The actual testing of soil is commonly performed by the farmer or gardener. Gardeners generally purchase test kits which allow very basic analysis to be done on site. PH meters are the most common of this, generally used in conjunction with charts that reveal the PH and nutrient needs of vegetables, flowers and lawns. PH meters are easy to obtain and use. Such testing is used for both adding fertilizer and determining what to plant.
Farmers often send samples to a soil testing lab. These labs hire biology specialists, often trained at agricultural colleges, to perform the analysis. Very detailed testing is done for organic content and levels of nutrients. Potassium and phosphorus are particularly important. Laboratories also check whether soil is contaminated. They may, thus, also receive samples from sites, such as industrial plants, where environmental problems are suspected. Soil testing is important for conservation as well as enhancing the value of agriculture.

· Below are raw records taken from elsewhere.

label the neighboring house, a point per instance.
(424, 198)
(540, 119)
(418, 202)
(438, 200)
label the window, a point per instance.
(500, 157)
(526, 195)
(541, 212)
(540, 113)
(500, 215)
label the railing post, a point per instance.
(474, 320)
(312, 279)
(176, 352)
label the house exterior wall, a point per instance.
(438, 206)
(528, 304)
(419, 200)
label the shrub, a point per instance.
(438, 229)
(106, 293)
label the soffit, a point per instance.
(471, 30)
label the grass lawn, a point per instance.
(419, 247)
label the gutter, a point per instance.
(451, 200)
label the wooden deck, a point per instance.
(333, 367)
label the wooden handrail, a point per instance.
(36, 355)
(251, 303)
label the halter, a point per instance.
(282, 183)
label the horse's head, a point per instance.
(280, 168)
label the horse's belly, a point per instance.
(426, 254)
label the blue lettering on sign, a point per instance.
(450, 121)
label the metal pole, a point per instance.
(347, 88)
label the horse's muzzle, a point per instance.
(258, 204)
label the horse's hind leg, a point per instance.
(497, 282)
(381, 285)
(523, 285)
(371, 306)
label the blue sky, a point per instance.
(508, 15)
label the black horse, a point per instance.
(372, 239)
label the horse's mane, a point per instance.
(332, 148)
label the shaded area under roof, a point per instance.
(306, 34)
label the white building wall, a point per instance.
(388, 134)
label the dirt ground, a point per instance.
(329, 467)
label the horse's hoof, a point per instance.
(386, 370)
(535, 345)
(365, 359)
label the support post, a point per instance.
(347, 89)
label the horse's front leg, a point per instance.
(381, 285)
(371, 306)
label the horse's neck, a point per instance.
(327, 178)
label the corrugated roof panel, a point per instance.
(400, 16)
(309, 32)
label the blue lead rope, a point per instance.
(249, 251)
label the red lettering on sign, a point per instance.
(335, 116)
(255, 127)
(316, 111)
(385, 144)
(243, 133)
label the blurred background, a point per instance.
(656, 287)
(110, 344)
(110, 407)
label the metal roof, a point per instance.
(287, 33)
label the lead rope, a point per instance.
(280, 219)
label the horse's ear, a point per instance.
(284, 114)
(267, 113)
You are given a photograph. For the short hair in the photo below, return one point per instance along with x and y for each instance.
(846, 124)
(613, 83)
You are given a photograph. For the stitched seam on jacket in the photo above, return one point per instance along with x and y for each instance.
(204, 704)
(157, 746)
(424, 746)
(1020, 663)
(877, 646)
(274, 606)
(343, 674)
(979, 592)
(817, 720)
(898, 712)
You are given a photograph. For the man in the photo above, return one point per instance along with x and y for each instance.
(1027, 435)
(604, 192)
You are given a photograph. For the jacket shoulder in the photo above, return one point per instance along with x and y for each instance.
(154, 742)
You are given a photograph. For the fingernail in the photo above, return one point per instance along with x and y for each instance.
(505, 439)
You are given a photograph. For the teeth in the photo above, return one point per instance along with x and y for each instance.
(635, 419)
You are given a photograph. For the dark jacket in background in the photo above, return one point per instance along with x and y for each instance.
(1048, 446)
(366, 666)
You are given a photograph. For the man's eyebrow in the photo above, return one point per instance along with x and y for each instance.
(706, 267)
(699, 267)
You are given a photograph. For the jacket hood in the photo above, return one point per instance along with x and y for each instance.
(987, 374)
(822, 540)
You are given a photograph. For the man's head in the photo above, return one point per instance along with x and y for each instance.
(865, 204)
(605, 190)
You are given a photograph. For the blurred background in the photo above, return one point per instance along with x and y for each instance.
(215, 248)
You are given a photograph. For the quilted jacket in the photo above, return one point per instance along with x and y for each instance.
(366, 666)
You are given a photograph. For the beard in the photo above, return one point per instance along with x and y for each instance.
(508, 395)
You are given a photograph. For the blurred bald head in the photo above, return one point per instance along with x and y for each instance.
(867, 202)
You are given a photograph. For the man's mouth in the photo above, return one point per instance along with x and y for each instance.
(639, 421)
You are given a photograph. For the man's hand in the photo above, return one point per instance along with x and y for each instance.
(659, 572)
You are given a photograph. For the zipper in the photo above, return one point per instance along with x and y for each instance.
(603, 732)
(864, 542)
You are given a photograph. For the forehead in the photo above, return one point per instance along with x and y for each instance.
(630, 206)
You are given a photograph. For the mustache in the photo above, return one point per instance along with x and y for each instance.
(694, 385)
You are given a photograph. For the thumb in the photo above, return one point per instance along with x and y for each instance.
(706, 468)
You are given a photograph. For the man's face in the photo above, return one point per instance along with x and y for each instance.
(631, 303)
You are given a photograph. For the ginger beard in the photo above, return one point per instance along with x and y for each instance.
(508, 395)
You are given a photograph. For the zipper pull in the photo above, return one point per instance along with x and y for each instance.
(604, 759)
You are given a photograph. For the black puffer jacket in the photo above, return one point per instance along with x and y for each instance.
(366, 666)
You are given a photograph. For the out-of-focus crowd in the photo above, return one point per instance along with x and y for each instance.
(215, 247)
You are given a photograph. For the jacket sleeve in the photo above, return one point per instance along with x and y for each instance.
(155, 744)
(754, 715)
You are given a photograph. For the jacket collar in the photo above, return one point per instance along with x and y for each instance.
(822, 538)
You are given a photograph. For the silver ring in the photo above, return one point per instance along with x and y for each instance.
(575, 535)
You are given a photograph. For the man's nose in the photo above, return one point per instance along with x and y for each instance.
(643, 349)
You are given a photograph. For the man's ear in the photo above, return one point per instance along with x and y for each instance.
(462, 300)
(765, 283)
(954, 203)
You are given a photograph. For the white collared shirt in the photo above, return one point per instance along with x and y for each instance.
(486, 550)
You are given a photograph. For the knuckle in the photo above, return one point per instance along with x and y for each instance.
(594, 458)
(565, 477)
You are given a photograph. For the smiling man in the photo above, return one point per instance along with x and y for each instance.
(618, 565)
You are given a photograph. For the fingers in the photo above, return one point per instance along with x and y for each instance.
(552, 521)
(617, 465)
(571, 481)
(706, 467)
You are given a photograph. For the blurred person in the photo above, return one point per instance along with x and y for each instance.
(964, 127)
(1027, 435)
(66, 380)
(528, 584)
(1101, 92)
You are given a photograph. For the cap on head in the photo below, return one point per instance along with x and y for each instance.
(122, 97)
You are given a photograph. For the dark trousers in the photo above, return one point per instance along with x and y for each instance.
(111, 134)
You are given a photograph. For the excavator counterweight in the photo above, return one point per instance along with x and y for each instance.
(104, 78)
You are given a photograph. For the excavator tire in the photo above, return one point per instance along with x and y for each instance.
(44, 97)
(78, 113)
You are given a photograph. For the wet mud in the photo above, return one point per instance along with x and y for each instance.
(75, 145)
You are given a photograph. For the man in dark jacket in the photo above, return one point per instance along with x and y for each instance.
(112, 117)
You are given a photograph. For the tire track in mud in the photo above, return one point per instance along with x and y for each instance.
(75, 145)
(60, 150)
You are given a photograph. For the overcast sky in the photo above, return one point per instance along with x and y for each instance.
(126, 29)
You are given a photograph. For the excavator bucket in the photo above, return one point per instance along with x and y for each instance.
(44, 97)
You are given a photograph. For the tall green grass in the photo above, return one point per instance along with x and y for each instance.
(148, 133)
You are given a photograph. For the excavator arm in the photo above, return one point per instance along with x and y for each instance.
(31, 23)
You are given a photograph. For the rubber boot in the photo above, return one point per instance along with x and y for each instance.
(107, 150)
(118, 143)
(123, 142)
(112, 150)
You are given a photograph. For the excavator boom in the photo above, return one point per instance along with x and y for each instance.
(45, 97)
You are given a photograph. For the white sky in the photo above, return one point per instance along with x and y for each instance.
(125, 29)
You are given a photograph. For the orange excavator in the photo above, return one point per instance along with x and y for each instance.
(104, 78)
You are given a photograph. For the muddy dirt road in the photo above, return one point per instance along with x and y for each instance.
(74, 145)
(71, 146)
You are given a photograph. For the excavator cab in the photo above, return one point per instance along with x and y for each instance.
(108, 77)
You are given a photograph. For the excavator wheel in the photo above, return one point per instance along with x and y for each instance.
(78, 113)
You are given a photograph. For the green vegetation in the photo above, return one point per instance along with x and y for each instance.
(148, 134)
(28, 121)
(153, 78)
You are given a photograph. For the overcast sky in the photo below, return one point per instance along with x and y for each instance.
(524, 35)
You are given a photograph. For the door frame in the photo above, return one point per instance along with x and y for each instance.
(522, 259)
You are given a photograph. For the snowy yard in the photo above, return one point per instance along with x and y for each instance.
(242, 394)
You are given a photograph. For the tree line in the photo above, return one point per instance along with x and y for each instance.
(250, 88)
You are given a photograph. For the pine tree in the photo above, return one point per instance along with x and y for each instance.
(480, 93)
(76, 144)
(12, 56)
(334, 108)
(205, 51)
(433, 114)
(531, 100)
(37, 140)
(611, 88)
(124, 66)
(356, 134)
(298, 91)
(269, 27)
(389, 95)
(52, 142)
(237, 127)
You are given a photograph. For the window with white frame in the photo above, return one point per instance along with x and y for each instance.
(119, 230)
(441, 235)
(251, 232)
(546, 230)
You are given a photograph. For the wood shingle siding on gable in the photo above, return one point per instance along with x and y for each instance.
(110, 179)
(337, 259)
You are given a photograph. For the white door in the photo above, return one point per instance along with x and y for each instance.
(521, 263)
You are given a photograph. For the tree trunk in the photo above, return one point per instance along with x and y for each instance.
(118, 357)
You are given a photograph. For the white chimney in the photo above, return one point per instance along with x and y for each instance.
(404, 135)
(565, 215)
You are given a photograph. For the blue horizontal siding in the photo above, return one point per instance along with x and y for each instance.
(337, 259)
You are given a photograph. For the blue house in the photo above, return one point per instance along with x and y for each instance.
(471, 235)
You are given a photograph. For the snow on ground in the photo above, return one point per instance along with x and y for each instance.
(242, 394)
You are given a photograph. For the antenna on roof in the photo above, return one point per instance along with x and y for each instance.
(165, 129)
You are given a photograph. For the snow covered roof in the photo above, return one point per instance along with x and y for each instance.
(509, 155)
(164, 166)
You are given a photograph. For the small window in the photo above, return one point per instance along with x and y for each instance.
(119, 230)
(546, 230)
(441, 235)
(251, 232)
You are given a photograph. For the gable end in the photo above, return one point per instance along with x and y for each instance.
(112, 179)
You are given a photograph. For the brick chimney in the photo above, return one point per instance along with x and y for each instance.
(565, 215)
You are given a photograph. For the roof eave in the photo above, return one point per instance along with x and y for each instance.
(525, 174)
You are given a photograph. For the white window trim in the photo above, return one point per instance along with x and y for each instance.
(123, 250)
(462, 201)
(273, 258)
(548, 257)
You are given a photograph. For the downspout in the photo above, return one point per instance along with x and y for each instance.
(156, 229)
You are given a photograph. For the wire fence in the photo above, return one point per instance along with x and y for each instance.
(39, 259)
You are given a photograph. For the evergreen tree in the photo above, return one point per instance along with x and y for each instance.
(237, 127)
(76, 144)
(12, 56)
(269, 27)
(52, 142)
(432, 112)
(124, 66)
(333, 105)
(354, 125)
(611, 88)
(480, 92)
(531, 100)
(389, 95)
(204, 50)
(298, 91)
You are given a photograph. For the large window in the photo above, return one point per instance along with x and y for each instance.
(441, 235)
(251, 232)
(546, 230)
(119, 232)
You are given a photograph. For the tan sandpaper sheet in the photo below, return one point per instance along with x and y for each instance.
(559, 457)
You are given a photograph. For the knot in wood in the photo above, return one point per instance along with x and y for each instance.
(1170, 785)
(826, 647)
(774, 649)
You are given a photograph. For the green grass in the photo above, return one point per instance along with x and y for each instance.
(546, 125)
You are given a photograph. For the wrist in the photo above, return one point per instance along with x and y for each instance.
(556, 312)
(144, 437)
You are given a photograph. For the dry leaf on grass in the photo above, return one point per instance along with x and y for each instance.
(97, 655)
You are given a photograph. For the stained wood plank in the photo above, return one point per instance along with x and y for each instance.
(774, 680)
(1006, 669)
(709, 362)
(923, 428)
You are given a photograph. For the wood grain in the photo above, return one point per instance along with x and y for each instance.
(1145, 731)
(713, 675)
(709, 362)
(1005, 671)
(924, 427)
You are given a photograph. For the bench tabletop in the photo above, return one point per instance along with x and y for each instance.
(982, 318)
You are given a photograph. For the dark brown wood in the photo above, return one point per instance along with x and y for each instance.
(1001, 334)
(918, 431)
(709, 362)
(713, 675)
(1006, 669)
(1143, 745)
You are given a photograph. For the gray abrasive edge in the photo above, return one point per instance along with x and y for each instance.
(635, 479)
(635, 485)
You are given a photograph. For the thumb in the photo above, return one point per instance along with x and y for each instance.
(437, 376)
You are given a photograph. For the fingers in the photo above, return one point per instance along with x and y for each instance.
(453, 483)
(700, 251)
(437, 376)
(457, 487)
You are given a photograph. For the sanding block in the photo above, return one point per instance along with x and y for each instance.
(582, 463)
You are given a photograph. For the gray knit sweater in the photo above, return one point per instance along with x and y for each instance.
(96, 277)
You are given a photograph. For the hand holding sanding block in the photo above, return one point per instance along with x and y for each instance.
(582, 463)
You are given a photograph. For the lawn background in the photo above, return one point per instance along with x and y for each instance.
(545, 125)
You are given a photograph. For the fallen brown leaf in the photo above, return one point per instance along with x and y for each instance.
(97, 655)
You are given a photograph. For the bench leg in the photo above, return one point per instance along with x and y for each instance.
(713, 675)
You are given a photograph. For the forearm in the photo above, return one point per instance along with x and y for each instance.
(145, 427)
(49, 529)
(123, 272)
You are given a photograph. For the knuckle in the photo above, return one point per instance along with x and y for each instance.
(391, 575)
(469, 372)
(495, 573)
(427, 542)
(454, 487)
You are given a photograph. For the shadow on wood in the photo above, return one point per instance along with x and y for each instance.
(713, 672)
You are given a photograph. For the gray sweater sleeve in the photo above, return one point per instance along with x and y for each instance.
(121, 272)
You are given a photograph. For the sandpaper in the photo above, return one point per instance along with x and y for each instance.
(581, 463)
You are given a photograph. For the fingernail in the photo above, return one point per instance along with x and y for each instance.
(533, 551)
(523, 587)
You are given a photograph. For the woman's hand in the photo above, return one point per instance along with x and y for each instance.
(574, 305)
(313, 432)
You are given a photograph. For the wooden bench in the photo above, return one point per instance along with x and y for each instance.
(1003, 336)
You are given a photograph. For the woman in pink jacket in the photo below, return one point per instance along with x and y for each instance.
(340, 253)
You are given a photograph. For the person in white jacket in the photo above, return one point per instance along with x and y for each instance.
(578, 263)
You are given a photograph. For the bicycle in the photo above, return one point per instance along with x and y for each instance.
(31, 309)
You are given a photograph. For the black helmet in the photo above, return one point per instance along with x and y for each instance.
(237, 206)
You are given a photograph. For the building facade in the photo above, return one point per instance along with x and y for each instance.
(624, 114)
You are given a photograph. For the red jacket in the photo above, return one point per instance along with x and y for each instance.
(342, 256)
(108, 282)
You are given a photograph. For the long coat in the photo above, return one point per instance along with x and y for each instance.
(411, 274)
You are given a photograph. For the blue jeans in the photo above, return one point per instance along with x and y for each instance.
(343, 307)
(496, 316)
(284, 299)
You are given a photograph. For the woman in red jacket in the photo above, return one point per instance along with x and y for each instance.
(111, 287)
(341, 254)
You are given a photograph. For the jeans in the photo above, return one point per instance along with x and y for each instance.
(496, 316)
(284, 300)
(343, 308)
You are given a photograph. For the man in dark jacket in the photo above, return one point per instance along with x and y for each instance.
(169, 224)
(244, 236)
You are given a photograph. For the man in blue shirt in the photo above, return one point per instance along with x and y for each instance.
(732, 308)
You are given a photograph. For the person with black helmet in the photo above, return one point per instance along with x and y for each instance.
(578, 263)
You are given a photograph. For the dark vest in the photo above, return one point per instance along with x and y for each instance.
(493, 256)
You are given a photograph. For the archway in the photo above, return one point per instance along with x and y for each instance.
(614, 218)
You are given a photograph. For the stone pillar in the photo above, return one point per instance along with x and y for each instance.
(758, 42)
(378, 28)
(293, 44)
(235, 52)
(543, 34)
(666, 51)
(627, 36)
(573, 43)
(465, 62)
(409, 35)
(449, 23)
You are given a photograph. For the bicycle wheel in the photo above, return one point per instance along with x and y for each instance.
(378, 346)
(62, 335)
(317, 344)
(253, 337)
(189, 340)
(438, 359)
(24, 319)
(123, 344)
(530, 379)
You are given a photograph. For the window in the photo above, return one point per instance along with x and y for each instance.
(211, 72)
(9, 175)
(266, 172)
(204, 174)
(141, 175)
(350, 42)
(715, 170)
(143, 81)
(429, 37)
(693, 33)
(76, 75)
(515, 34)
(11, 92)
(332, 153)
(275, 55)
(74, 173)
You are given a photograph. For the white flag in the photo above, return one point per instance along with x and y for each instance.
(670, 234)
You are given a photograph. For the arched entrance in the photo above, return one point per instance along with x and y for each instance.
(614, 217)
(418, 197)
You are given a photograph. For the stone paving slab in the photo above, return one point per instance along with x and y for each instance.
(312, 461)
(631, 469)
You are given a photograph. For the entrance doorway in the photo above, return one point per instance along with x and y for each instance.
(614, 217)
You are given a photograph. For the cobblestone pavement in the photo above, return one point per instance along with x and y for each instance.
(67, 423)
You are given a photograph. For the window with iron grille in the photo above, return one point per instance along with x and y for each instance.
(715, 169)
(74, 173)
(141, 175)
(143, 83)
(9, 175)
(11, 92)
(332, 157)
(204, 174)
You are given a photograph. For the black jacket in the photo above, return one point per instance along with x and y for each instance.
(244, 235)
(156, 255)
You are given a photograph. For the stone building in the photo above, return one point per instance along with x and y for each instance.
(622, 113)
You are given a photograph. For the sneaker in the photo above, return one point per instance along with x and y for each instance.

Soil testing is used to determine exactly how much of what kind of fertilizer to use and how deep to till the land. In today's scientific agriculture, it is important for ensuring that crops grow and weeds do not, while using no more chemicals than necessary. Methods are also used to analyze water and determine soil moisture levels. Water testing is important both when contamination is suspected and to ensure that fertilizer is staying on the fields, not running off into the watershed. Testing may also indicate whether organic material needs to be added to the soil. Laboratories often classify soils by their natural PH levels and other methods.
Soil testing laboratories will become more important in the future.